7. Chocante a afirmação de que o aborto se banalizaria, nomeadamente entre as jovens.

Que desconhecimento sobre as mulheres! A mulher só recorre ao aborto como último recurso. Quando, por não ter acesso aos métodos contraceptivos, engravida, e não pode levar a gravidez até ao fim. Quando o método contraceptivo falha.

As mulheres sabem que o aborto não é um método contraceptivo.

8. Falsos os números apresentados pelos defensores do "não" relativamente aos abortos nos países onde ocorreu a despenalização. As estatísticas oficiais de França, de Itália, do Reino Unido, da Noruega, dos Estados Unidos da América, da Holanda, dizem-nos que o número de abortos vem diminuindo. E a Organização Mundial de Saúde, no seu relatório de 7 de Abril de 1998, afirma que não há relação directa entre as leis de despenalização e o número de abortos.

9. O "não" parece agora muito preocupado com o que o "sim" pensa relativamente à situação da mulher perante a justiça penal, depois das 10 semanas de gravidez.

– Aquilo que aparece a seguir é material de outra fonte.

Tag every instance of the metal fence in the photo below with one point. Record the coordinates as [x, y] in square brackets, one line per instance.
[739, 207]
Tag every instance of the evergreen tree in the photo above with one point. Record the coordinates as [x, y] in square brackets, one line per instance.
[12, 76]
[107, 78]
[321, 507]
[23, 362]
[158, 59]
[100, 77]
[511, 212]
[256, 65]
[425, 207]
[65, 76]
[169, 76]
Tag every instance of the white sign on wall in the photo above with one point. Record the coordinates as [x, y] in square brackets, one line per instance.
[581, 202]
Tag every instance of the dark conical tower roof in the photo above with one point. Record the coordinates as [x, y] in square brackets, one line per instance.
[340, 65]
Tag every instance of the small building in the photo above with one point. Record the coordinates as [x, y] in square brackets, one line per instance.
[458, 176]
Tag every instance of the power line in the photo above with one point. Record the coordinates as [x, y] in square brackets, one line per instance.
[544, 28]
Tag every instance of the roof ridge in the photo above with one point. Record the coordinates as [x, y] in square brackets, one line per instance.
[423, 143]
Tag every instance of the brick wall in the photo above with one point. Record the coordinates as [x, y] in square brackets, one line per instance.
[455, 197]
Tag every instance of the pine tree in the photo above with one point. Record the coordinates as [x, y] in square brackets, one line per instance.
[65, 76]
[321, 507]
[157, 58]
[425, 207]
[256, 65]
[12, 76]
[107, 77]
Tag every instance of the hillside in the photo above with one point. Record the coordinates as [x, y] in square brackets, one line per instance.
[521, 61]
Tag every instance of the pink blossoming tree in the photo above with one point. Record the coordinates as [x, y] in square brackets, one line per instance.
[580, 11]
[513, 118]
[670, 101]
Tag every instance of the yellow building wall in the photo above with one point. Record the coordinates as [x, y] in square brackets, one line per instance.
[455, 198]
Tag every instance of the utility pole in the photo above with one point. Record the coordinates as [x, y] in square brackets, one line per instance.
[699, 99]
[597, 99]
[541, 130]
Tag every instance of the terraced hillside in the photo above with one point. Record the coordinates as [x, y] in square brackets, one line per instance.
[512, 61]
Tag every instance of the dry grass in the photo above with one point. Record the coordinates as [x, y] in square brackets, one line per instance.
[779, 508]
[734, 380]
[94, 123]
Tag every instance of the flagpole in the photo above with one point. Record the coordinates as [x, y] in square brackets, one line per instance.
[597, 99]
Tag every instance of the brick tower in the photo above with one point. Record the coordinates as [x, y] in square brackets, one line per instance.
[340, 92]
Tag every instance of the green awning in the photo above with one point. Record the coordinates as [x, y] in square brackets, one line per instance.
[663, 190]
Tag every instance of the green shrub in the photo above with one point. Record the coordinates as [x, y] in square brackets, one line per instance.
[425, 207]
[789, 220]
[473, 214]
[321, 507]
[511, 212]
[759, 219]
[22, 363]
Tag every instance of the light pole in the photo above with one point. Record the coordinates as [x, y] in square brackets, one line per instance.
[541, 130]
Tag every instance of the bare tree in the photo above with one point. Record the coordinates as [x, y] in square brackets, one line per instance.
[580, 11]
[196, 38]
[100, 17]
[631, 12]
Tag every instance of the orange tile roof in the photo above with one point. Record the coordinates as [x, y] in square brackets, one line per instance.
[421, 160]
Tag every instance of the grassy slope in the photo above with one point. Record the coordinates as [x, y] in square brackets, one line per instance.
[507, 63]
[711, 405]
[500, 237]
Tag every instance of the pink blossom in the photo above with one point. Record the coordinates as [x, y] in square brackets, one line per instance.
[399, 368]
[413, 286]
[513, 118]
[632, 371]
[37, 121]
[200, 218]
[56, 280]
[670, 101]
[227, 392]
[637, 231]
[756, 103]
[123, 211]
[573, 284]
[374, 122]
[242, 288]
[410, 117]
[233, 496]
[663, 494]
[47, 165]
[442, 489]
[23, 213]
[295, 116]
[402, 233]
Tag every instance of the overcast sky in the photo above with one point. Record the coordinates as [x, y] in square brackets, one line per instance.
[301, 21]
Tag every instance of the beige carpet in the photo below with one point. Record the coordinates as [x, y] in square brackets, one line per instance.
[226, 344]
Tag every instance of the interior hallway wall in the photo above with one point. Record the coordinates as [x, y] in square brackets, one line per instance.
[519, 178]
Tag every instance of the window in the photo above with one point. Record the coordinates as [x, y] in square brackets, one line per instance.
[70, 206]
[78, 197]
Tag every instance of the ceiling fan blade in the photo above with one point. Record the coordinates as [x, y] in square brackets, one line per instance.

Depois das 10 semanas o projecto de lei não prevê a legalização a pedido da mulher.

Mas está o legislador livre de, posteriormente a esse prazo, isentar de pena a mulher que recorra ao aborto fora dos casos previstos na lei. Continuando a reprimir penalmente os que, na mira do lucro, praticam o aborto na mulher.

10. A decisão difícil de abortar pode ser uma decisão moral. Assim o foi para aquela mulher de mais de 70 anos, que, no distrito de Aveiro, me disse que para defender a qualidade de vida do único filho que tinha, fizera três abortos. E disse-me que votaria "sim". Para que as mulheres pudessem decidir livremente, sem a sujeição à indignidade da clandestinidade. São mulheres como esta que mais sofrem porque, de parcos recursos, não podem ir a clínicas privadas. São mulheres como estas as mais discriminadas. Por estas, mas também por todas as mulheres, todas elas discriminadas porque vêem mutilados direitos de cidadania.

É preciso votar "sim", no próximo dia 28 de Junho.